Nell’enciclica “Laudato sì” papa Francesco rivolge una riflessione anche all’urbanistica, sottolineando con una originale definizione la “pesante noia” dell’architettura ripetitiva “delle megastrutture e delle case in serie” (113), che interroga la capacità progettuale nel difficile equilibro tra densità urbana e tutela delle aree verdi. Viene in mente il richiamo alla bellezza che salverà il mondo di Dostoevskij, quella bellezza troppo spesso messa in secondo piano dal ciclo che lega la trasformazione urbanistica al profitto che genera.
Questa logica rischia di abbassare la qualità di molte città e di molti quartieri, dove vediamo sorgere nel cuore vitale di questi, enormi ed anonimi edifici incapaci di ridare valore storico ed estetico all’area stessa in cui vengono realizzati. Ma la città accogliente (152) quella che crea relazioni, che consente il riconoscimento dell’altro e che integra le differenze dovrebbe essere caratterizzata dalla presenza “di spazi che collegano, mettono in relazione”. Al contrario l’edificazione nel cuore di un quartiere di brutti edifici di lusso (brutti nel senso amorale, in quanto lì non ci dovevano stare, ma ci stanno solo per ragioni economiche), sembra riflettere più la preoccupazione della presenza del diverso, che non la volontà di aprirsi alla città, al quartiere.
A questa preoccupazione si risponde realizzando strutture che ingabbiano il proprietario, proiettandolo in una realtà elitaria, che però lo rende avulso e scollegato con la vita quotidiana del quartiere.
In realtà il territorio edificato e lo spazio verde sono sullo stesso piano di interesse, perché ogni volta che la città si espande, occupa e trasforma una porzione di territorio, che ha una sua storia e una sua identità, queste vengono cancellate.
Quindi le operazioni di speculazione edilizia sottraggono al resto della comunità, non solo spazi che si sarebbero potuti valorizzare diversamente, ma anche la memoria storica dei luoghi (se fra quindici, vent’anni dovessimo chiedere ad un giovane valdagnese di indicare il luogo d’intervento, sia esso città, campagna o natura”. dove un tempo veniva conferito e lavorato il latte prodotto dalle vacche che animavano i pascoli intorno a Valdagno, questi probabilmente non saprebbe rispondere, semplicemente perché gli è stata negata la memoria storica collettiva).
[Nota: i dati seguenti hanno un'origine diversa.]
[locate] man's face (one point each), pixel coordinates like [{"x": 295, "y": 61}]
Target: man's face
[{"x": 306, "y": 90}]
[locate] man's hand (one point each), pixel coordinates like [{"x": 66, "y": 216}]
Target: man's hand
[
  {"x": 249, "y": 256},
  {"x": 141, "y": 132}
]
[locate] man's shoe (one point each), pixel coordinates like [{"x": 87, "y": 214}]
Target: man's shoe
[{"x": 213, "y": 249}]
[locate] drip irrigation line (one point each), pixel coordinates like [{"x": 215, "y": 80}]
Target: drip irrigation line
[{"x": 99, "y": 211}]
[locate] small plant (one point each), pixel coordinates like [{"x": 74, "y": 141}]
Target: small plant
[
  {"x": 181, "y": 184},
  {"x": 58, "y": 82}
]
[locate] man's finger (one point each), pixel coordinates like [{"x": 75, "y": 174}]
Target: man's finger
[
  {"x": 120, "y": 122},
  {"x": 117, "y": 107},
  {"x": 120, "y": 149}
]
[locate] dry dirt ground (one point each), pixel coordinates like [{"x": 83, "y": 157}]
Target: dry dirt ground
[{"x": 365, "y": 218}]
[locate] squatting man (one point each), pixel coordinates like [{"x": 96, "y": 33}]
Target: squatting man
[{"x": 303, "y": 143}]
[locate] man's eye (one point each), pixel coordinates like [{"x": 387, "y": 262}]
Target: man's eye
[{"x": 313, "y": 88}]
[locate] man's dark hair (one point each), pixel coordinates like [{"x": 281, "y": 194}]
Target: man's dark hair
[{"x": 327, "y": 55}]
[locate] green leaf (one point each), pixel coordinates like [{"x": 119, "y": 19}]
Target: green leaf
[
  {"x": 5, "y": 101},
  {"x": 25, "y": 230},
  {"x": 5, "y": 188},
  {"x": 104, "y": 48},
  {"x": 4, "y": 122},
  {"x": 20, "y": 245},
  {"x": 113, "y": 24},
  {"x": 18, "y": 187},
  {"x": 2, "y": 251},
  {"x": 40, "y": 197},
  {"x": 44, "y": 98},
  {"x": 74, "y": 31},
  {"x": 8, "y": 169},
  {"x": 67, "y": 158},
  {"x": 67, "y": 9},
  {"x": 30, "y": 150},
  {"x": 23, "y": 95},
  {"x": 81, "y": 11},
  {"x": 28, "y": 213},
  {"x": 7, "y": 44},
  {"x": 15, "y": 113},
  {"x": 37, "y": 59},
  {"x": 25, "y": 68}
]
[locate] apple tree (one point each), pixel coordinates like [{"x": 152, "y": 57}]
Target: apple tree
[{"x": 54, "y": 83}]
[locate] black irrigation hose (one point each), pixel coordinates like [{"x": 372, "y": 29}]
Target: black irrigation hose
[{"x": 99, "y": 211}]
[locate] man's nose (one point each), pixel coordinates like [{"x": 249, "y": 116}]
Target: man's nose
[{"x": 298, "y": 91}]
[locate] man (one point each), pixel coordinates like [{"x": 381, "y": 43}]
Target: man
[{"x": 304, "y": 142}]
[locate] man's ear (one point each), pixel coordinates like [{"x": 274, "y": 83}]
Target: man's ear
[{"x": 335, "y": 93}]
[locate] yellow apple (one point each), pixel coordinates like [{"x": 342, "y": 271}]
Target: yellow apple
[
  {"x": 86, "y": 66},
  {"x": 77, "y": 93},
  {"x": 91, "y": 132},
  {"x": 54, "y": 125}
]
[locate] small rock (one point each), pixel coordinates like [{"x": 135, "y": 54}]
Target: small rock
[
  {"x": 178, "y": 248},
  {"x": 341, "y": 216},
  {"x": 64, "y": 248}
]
Sempre papa Francesco rimarca come “Il principio della subordinazione della proprietà privata alla destinazione universale dei beni e, perciò, il diritto universale al loro uso, è una regola d’oro del comportamento sociale, e il primo principio di tutto l’ordinamento etico-sociale. La tradizione cristiana non ha mai riconosciuto come assoluto o intoccabile il diritto alla proprietà privata, e ha messo in risalto la funzione sociale di qualunque forma di proprietà privata” (93).